Leetcode 704: Binary Search

A foundational $O(\log n)$ search algorithm for sorted arrays.

The original problem is here.

Intuition

Linear Search: iterate using for loop. Takes $O(n)$ time. Does not exploit the sorted property of the array.
However, if the array is sorted, we can drastically improve the search time to $O(\log n)$ using Binary Search.
Binary search operates similarly to how we look up a word in a physical dictionary: we split the dictionary in half, check if our word comes before or after the halfway mark, and then discard the irrelevant half.
Binary search can be viewed as inward-traversal two-pointer approach (while loop) and dynmaic programming (recursion).

Two-Pointer Approach

Algorithm

Binary search is effectively an inward-traversal two-pointer technique!

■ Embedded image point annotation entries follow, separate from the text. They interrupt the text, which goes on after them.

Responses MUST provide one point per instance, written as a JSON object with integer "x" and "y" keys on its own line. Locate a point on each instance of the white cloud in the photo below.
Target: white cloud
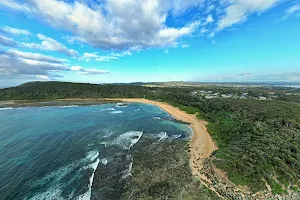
{"x": 293, "y": 10}
{"x": 5, "y": 41}
{"x": 34, "y": 56}
{"x": 16, "y": 63}
{"x": 209, "y": 19}
{"x": 185, "y": 46}
{"x": 84, "y": 71}
{"x": 239, "y": 10}
{"x": 42, "y": 77}
{"x": 180, "y": 6}
{"x": 15, "y": 31}
{"x": 118, "y": 24}
{"x": 112, "y": 56}
{"x": 49, "y": 44}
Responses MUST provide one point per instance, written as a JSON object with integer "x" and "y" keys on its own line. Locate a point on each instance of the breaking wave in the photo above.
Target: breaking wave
{"x": 128, "y": 139}
{"x": 116, "y": 112}
{"x": 162, "y": 136}
{"x": 76, "y": 169}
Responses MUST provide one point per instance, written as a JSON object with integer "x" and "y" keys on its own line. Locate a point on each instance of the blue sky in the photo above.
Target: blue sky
{"x": 109, "y": 41}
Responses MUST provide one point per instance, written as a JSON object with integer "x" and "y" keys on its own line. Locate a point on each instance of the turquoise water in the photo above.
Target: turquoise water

We use one pointer (left) to track the start of our active search space.
We use another pointer (right) to track the end of our active search space.
At each step, we calculate the mid pointer.
We then compare the target value with the value at nums[mid]:
- If the target is equal to the mid value, we found it!
- If the target is strictly greater than the mid value, it must exist in the right half of the remaining array. We update left = mid + 1.
- If the target is strictly less than the mid value, it must exist in the left half of the remaining array. We update right = mid - 1.

Termination

The loop stops either when we find the target element, OR when the left pointer crosses the right pointer (left > right).
More on the second condition: it is easy to see that the final iteration has always one element (think of four, three, two elements cases as previous iteration). Whether the target is greater or smaller than the mid value, the next situation is left>right.
If left > right, it means our search space has collapsed completely and the target element is absolutely not in the array. We return -1.

My solution

class Solution:
    def search(self, nums: List[int], target: int) -> int:
        left = 0
        right = len(nums) - 1
        
        while left <= right:
            mid = (left + right) // 2
            
            if nums[mid] == target:
                return mid
            elif nums[mid] < target:
                left = mid + 1
            else:
                right = mid - 1
                
        # Target not found
        return -1

Complexity Analysis

Space Complexity: $O(1)$. We only maintain a few integer variables (left, right, and mid) which require constant memory.
Time Complexity: $O(\log n)$. At each iteration of the while loop, we halve the size of the search array. Consequently, the maximum number of times the loop can run is proportional to the base-2 logarithm of $n$.